Download or read book In Spite of Everything written by Susan Gregory Thomas and published by Random House. This book was released on 2011-07-12 with total page 242 pages. Available in PDF, EPUB and Kindle. Book excerpt: “For most of my generation—Generation X—there is only one question: ‘When did your parents split?’ Our lives have been framed by the answer. Ask us. We remember everything.” In this powerful, poignant, and often laugh-out-loud-funny memoir, Susan Gregory Thomas reflects on that life-defining question and its answer through a lens imprinted by memory and sharpened by time. Raised in Berkeley, Thomas grew up in a seemingly stable household. But when the family moved east when she was twelve, her father, a charming alcoholic, ran off with his secretary, and her mother collapsed. Thomas and her younger brother joined the ubiquitous flocks of 1980s latchkey kids: collateral damage in their parents’ wars, sustaining private injuries they would try to self-treat throughout adolescence and adulthood.

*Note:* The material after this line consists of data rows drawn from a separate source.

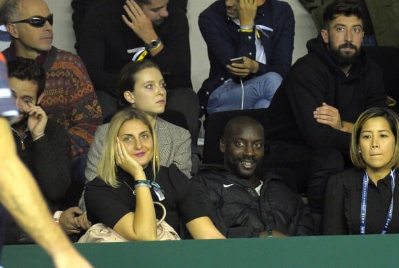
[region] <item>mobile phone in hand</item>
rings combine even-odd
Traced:
[[[242,56],[239,56],[238,58],[234,58],[230,59],[230,64],[233,63],[244,63],[244,59]]]

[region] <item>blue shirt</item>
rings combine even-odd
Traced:
[[[277,72],[283,78],[291,67],[295,21],[292,9],[285,2],[268,0],[258,7],[254,24],[263,29],[262,31],[239,32],[239,26],[227,17],[224,0],[217,1],[204,10],[200,14],[198,24],[206,43],[211,64],[209,78],[198,92],[203,112],[209,96],[216,88],[226,80],[237,79],[226,67],[230,64],[230,59],[246,56],[255,60],[257,32],[265,50],[267,64],[259,63],[258,72],[246,79],[270,72]]]

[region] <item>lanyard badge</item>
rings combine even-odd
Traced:
[[[395,191],[395,178],[396,177],[396,172],[394,169],[391,169],[390,177],[392,197],[391,198],[391,204],[389,205],[389,209],[388,209],[388,213],[387,214],[387,220],[385,220],[385,224],[381,230],[381,234],[385,234],[387,233],[389,223],[391,223],[391,220],[392,220],[392,213],[393,212],[393,192]],[[362,204],[360,207],[360,234],[365,234],[366,233],[366,212],[367,210],[368,189],[369,176],[365,171],[365,174],[363,175],[363,187],[362,188]]]

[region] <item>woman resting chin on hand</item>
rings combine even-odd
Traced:
[[[129,240],[156,239],[156,219],[178,234],[183,222],[194,238],[223,238],[210,218],[195,183],[172,164],[160,166],[154,130],[148,115],[134,108],[112,118],[98,165],[98,177],[87,183],[85,201],[92,224],[104,223]],[[155,183],[156,182],[156,183]],[[158,210],[159,209],[159,210]]]

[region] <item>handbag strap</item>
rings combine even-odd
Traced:
[[[165,206],[160,202],[154,201],[154,205],[159,205],[162,208],[162,210],[164,211],[164,214],[162,215],[162,218],[158,220],[158,222],[157,223],[157,225],[159,225],[161,224],[162,222],[163,222],[165,220],[165,218],[166,216],[166,209],[165,208]]]

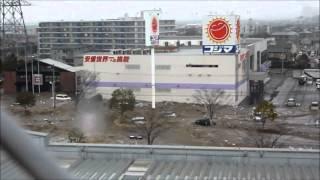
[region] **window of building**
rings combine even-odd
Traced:
[[[137,69],[140,69],[140,65],[139,64],[126,64],[126,69],[137,70]]]
[[[171,89],[169,88],[156,88],[157,93],[170,93]]]
[[[254,59],[253,55],[250,56],[250,69],[253,71],[253,66],[254,66]]]
[[[209,67],[209,68],[218,68],[219,65],[216,65],[216,64],[187,64],[186,67]]]
[[[170,65],[156,65],[156,70],[170,70]]]

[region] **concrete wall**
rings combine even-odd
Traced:
[[[309,164],[318,166],[319,150],[294,151],[267,148],[226,148],[162,145],[115,144],[50,144],[47,150],[54,156],[68,158],[127,158],[152,160],[218,160],[229,163]]]
[[[75,73],[60,72],[61,91],[71,93],[75,91]]]
[[[178,41],[180,43],[180,46],[188,46],[189,42],[191,42],[192,46],[200,46],[200,42],[202,41],[202,39],[160,40],[159,45],[165,46],[166,42],[168,42],[169,46],[177,46]]]

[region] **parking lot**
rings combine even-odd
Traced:
[[[274,122],[267,122],[265,128],[284,129],[281,132],[282,147],[319,147],[319,128],[313,122],[319,119],[319,111],[310,111],[312,101],[319,100],[315,85],[300,86],[298,81],[289,75],[274,77],[266,85],[266,92],[273,95],[279,117]],[[269,89],[268,89],[269,88]],[[274,93],[276,92],[276,93]],[[29,108],[31,115],[25,116],[23,108],[12,105],[14,97],[4,97],[3,104],[13,116],[20,119],[24,127],[41,132],[48,132],[55,142],[68,142],[68,132],[72,128],[81,129],[86,142],[115,144],[146,144],[146,137],[130,122],[132,117],[143,116],[146,106],[138,105],[134,112],[126,116],[126,121],[119,123],[118,114],[108,108],[107,102],[85,104],[75,107],[73,101],[58,102],[53,111],[50,94],[37,97],[36,106]],[[270,98],[270,96],[266,96]],[[295,98],[298,107],[287,107],[288,98]],[[256,146],[252,133],[261,128],[259,122],[250,119],[252,107],[219,106],[214,115],[216,126],[199,126],[194,122],[205,116],[202,106],[182,103],[157,103],[165,107],[164,111],[175,113],[171,117],[170,127],[164,129],[155,144],[167,145],[205,145],[205,146]],[[273,136],[272,132],[268,136]],[[129,138],[142,136],[141,138]]]

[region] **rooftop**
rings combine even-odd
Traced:
[[[272,36],[298,36],[299,34],[293,31],[289,32],[274,32]]]
[[[69,71],[69,72],[76,72],[74,67],[72,67],[72,66],[70,66],[68,64],[56,61],[54,59],[47,58],[47,59],[41,59],[39,61],[42,62],[42,63],[48,64],[48,65],[53,65],[53,66],[55,66],[57,68],[60,68],[60,69],[64,69],[64,70]]]
[[[37,133],[31,136],[47,138]],[[320,178],[319,150],[76,143],[38,145],[45,146],[59,166],[75,179]],[[1,177],[28,177],[17,164],[8,162],[13,161],[1,159]]]

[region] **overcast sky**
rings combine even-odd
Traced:
[[[209,14],[238,14],[241,19],[279,20],[319,14],[319,1],[111,1],[111,0],[29,0],[24,7],[27,24],[54,20],[101,20],[123,16],[137,16],[140,10],[161,8],[162,19],[201,20]]]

When Thomas became a wife and mother in her early thirties, she made a fierce promise: She would never let her own children know the scorched earth of divorce. It was a vow shared by many of her peers, who, in reaction to the divorces of the 1970s and ’80s, sought out marriages based on deeper friendships and more genuine partnerships than those of previous generations. So Thomas was stunned when, after sixteen years with the man she considered her best friend, she found her marriage coming to an end. Not only did the divorce reopen all the old wounds, but she would now have to contend with the aftershocks affecting her two young daughters. In Spite of Everything is an astounding, bright, and brilliantly told account of a mother’s fight to protect her children’s world and to make sense of her own troubled past—and the culture of divorce in which she and Generation X were raised. Interwoven with original, hilarious insights on divorce and parenthood, Thomas’s eye-opening, gut-wrenching, ultimately optimistic story holds a mirror up to a whole generation.